A semelhança com a crise na campanha que elegeu Lula é só no calendário, porque o lado externo da economia está agora muito mais bem guarnecido
Alta
forte do dólar em ano de eleições não é inédita no Brasil, mas, nem por isso,
todos estes momentos de nervosismo no mercado financeiro, na proximidade das
urnas, são iguais. O fato de o dólar ter se aproximado dos R$ 4 — só
nominalmente igual a 2002, porque, para se equiparar àquele ano, em termos
reais, o câmbio teria de bater nos R$ 7 —, enquanto o Banco Central operava com
firmeza para reduzir a volatilidade, justificou a iniciativa rara de um
presidente da autoridade monetária, no caso Ilan Goldfajn, convocar entrevista
coletiva para ser claro: “não há qualquer preconceito de usar qualquer
instrumento” para conter um movimento mais forte de alta.
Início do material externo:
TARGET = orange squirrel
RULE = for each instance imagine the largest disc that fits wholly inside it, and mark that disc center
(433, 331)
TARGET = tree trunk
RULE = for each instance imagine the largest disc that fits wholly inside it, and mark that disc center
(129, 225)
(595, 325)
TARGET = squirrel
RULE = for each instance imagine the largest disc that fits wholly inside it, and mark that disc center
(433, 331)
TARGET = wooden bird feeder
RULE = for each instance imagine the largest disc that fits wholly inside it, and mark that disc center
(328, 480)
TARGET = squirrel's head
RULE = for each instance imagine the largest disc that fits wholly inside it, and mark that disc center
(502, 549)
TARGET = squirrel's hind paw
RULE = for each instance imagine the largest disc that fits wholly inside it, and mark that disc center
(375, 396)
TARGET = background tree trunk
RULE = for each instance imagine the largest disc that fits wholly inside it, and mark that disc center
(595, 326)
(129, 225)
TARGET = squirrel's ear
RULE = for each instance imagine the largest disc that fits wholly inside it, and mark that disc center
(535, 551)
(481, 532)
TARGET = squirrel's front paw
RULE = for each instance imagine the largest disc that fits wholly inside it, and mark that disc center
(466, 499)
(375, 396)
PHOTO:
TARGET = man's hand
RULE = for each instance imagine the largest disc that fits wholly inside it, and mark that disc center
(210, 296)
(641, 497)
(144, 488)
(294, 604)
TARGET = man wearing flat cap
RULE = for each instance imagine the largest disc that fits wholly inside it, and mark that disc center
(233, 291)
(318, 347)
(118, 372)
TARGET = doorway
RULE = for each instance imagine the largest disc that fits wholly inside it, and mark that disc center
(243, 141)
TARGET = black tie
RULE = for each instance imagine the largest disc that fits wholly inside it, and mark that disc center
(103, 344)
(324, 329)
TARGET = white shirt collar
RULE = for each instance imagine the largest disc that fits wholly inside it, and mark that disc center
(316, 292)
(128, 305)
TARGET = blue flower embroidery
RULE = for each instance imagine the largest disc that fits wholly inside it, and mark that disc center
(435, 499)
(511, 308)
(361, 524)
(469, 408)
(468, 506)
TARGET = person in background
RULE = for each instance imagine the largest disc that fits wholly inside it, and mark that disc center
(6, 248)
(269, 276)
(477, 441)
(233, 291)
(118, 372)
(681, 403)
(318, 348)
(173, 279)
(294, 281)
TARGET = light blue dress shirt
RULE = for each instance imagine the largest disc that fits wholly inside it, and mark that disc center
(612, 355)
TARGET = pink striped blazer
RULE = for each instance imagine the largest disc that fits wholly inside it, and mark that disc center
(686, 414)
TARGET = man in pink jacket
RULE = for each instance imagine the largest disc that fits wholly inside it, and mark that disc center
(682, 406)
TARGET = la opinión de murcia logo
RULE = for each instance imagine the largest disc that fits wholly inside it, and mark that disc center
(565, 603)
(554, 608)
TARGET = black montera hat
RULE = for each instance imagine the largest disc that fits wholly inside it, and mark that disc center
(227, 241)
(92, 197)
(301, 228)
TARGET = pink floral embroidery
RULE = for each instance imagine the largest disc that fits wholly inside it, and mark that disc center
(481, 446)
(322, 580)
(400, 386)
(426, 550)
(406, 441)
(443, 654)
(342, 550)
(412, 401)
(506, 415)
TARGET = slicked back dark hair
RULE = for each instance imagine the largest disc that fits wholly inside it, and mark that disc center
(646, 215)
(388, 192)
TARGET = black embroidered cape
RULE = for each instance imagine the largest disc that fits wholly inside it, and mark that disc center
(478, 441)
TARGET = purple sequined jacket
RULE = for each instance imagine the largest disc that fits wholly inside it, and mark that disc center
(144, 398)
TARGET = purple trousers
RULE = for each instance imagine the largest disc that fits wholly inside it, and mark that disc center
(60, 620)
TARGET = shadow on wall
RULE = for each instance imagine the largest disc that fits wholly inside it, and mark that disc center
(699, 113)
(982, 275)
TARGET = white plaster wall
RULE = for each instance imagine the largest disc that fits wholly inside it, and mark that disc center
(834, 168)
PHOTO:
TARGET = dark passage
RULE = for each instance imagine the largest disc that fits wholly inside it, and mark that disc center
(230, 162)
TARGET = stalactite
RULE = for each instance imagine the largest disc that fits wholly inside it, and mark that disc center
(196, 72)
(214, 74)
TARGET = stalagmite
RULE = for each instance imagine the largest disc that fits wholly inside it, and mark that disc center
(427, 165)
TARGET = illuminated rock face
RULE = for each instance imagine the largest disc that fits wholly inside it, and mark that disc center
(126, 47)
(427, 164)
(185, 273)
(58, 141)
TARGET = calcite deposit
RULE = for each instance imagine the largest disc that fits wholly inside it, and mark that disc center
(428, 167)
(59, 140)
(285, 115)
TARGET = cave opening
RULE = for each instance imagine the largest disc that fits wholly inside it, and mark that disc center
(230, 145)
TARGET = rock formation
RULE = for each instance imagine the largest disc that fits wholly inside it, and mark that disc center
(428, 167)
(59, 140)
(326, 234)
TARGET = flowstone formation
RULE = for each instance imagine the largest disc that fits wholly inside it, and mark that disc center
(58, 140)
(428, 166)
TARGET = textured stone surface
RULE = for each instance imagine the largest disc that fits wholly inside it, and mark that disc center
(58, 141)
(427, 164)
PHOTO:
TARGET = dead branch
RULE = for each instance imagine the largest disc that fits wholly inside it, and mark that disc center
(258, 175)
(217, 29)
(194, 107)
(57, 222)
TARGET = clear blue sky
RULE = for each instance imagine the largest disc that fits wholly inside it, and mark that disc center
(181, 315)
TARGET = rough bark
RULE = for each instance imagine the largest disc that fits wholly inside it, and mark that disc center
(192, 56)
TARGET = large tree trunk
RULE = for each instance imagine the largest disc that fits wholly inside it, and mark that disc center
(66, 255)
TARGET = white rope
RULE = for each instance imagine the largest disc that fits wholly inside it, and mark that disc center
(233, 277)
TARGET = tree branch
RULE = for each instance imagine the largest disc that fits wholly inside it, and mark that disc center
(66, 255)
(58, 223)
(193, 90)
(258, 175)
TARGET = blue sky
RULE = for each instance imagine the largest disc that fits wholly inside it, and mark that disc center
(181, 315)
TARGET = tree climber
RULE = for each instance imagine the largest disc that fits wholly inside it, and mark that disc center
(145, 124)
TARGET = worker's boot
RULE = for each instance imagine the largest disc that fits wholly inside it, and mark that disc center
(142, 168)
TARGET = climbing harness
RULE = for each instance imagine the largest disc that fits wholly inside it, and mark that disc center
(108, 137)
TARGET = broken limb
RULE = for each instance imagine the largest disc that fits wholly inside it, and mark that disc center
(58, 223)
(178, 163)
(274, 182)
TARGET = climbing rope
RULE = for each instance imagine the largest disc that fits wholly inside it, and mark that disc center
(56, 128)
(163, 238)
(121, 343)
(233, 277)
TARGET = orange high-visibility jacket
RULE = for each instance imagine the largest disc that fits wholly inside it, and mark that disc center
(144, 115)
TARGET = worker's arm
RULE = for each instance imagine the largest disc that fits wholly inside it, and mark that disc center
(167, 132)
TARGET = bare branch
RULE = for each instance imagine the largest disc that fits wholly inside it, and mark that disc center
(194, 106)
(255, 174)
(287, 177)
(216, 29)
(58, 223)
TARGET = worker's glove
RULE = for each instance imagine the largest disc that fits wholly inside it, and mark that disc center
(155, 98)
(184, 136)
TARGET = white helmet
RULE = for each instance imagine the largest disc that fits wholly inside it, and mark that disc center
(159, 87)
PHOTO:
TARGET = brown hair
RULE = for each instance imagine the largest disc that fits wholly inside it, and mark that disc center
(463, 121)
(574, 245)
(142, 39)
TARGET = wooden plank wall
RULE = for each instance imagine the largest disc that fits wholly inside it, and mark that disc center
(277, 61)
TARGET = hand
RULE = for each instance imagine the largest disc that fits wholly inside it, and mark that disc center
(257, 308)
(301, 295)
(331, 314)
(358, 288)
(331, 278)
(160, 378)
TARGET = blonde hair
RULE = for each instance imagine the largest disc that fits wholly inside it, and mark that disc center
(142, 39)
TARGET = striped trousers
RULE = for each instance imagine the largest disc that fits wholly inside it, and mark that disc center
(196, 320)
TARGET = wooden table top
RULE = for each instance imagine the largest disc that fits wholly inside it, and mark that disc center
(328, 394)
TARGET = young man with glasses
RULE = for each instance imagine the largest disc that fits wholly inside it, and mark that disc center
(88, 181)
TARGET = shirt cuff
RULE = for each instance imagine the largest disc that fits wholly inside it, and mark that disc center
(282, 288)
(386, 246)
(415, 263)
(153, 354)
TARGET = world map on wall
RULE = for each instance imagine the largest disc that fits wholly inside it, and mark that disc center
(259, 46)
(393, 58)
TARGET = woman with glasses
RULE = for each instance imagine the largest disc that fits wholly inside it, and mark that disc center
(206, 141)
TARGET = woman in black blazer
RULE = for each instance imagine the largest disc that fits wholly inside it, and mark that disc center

Assim foi feito e,
ontem, o dólar fechou o pregão cotado a R$ 3,709, numa queda de 5,5%, a maior
em aproximadamente dez anos.
Como quem
faz a ameaça tem à disposição reservas de US$ 380 bilhões, entende-se que ele
pode ir mesmo além de oferecer contratos de swaps, de venda futura de dólar.
Pelo fato de o Brasil acumular reservas externas equivalentes a 20% do PIB, de
cinco a oito pontos percentuais de PIB além do considerado suficiente pelo
próprio FMI, o país tem mesmo munição para enfrentar quem pretenda especular contra
o real. [pensar que foi a irresponsabilidade do enganador-geral da República, Rodrigo Enganot, que neutralizou, como fonte de crescimento economico, este enorme volume de reservas, e a impunidade daquele enganador causa revolta.]
Esta é
uma diferença fundamental em relação a 2002, quando o crescimento da
candidatura de Lula, com todo seu passado de radicalismo, agitou os mercados, a
ponto de forçá-lo a editar a Carta ao Povo Brasileiro, na tentativa, não de
todo bem-sucedida, de conter a fuga de divisas com a promessa de respeitar os
contratos. Lula venceu, assumiu e praticou no primeiro mandato uma gestão
responsável. O dólar voltou a seu leito.
Agora,
também incertezas eleitorais servem de combustível para enfatizar a tendência,
que é mundial, de elevação do dólar. Mas há o enorme volume de reservas e
praticamente inexiste déficit externo nas contas correntes (aquém de 1% do PIB,
contra os mais de 4% nas crises cambiais do passado), rombo devidamente coberto
pela entrada de investimentos diretos.
Neste
sentido, é uma experiência nova para quem viveu todas as crises externas
nacionais, da década de 70 até agora. Não é preciso bater à porta do FMI, como
faz agora a Argentina, atrás de US$ 50 bilhões; nem subir juros às pressas,
para atrair dinheiro de fora. Claro que
elevação do dólar encarece importações e, por isso, tem algum repique na
inflação. Mas como ela está na faixa dos 3% anuais, abaixo da meta de 4,5%, o
BC tem tempo para avaliar o que fazer com os juros básicos de 6,5%, na próxima
reunião do Copom, daqui a mais de uma semana. Os
candidatos a presidente precisam entender que o mais forte motivo das
oscilações é a conjunção de uma economia em grave e crescente déficit fiscal
com alguns pretendentes ao Planalto que não se definem sobre o problema ou
acenam com velhas e equivocadas ideias.